I shared with her my similar experience, flying to Europe with my friend Angie but then parting company in London after our first week on the road, because she had had a change of heart. Beth asked me if Angie was my girlfriend and I told her she was just a “really good friend”, though I confessed that I had hoped our journey together might lead to a more romantic relationship.

At that Beth gave a big sigh and a plaintive sort of ironic chuckle. She strained to open her heavy eyelids and look at me. She said, “You seem like a really sweet bloke that I can be honest with!”

I felt trepidation, but this was the kind of intimacy I craved, and I nodded vigorously in affirmation and said “of course”, she doing her best to look through my eyes to see into my soul for more confirmation that it was okay to proceed.

Finding that confirmation, or deciding to proceed anyway without it, she started to relate the story of her and Christine, looking mostly straight ahead as she did while only occasionally hazarding a quick look in my direction. As Beth related it to me, she and Christine had been best friends since as far back as she could remember, Christine living next door in Cairns where they both were born and grew up. They had been inseparable, always in complicated imagination and fantasy play together. They often slept over at the others house, dressing each other in the morning and taking baths and showers together, until their parents actively discouraged this. As teens they had continued as close friends but had gotten into the whole dating scene with guys, Christine having several serious boyfriends, though not so much Beth. Whenever Christine would tell her about having sex with her latest boyfriend, Beth would get “insanely jealous”, but eventually learning to shelve her feelings as inappropriate.

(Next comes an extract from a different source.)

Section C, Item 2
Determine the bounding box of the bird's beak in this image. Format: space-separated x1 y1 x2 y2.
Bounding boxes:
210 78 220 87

Beth and Christine had developed a longstanding plan to travel through Europe after they graduated highschool and had indeed followed through with that plan, flying to London together this past August. Alone together traveling, their relationship had become more intense and intimate. When they finally got to Spain where their budget could afford sharing a private hotel room together, rather than just beds in a hostel bunkroom, they started experimenting with sharing a bathtub again and experimenting sexually.

I could see her increasing trepidation as she shared her narrative, so to be supportive, I shared my own story of my travel partner Steve asking to get in bed with me in the hotel room in Granada, and that though I eventually said no, I had entertained the idea of letting him before finally balking. I confessed to her that I was still a virgin and I wanted my first time to be with a woman and not another guy. I also shared with her that I had played around naked with other boys when I was nine.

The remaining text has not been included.